Integrations to end-user domain via:

Enterprise domain

This domain represents the enterprise IT-environment, including the enterprise services that wish to integrate with the agent-service and utilize the consent, data, etc. Within the enterprise domain are (a) the enterprise agent that handles connections with other agents; (b) the business logic that manages data fetching, event triggers and operations that the enterprise system performs through the agent towards the end-user; (c) consent database that stores the consents and uses it to maintain the status of the end-user consents; (d) the databases/data-services and users of the data that is retrieved from the end-user services.

Integrations to enterprise domain via:

  • IndyComm protocol -capable agent (end-user connections)
  • API-integration between agent API & business logic (enterprise-side outbound events)
  • callback integration between agent webhooks & business logic (enterprise-side inbound events)

Authentication domain

This domain represents an authentication system that is capable of authenticating the end-user and issuing strong authentication credentials. In principle this can be any authentication service that has a IndyComm capable issuer service.

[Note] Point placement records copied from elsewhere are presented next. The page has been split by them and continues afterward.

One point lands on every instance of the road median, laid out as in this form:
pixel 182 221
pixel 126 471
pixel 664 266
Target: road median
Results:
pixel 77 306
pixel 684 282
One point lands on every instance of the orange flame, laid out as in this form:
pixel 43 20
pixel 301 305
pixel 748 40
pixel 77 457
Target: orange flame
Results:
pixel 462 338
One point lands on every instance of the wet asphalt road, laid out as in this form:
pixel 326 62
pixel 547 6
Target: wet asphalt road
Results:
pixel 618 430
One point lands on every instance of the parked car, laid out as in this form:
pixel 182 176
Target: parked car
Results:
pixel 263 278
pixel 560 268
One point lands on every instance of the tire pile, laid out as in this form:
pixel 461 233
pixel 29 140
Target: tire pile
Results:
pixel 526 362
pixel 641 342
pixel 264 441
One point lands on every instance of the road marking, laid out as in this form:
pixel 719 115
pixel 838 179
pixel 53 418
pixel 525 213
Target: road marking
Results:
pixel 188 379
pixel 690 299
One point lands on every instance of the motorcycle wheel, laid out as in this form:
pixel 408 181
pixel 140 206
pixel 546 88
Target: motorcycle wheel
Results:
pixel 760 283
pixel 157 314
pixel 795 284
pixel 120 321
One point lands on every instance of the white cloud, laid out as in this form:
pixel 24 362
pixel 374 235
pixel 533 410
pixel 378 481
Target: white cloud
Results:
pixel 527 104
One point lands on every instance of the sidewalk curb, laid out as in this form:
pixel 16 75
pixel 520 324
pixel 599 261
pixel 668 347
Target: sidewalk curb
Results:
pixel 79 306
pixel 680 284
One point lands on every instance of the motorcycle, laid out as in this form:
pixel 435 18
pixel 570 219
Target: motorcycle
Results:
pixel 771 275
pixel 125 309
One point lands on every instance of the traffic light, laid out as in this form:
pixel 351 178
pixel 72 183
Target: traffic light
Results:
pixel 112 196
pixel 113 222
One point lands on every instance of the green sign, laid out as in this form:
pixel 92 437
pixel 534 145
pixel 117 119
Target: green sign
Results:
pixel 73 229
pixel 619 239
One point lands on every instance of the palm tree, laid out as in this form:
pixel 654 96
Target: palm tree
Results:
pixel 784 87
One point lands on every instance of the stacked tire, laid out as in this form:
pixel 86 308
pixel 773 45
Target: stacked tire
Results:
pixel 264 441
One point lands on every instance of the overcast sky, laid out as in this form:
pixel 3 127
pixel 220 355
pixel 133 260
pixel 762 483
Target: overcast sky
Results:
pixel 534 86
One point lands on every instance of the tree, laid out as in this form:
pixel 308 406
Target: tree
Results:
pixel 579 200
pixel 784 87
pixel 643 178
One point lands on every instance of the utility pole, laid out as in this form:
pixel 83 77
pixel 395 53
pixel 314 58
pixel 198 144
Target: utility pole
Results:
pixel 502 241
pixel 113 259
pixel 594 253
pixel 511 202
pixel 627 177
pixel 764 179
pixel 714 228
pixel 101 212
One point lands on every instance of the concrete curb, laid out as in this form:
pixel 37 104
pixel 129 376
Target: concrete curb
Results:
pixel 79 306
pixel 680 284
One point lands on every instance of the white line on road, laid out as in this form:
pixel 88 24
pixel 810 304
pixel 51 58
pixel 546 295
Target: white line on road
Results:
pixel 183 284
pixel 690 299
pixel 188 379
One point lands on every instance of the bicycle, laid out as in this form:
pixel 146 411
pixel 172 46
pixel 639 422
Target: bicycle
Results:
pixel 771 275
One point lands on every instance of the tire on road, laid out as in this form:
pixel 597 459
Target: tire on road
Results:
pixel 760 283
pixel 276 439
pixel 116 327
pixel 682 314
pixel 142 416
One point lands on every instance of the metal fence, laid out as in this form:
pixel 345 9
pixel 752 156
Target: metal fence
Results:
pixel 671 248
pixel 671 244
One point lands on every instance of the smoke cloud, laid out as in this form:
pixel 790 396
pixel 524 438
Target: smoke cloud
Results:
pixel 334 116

In the current version, the authentication component is directly integrated with the enterprise IT providers authentication service, and uses the enterprise agent to issue the authentication credential.

Integrations to authentication domain via:

Identity infrastructure domain

This domain represents the identity infrastructure that is supported by the agents. The role of the identity infrastructure is to verify the signatures used to issue consent credential, and verify the credential revocation status. The infrastructure enables the end-users to control access to their data by issuing consent (enabling access) and revoking the consent (disabling access). The identity infrastructure can be any type of registry that has a registered and implemented DID-method, and that the agent software supports.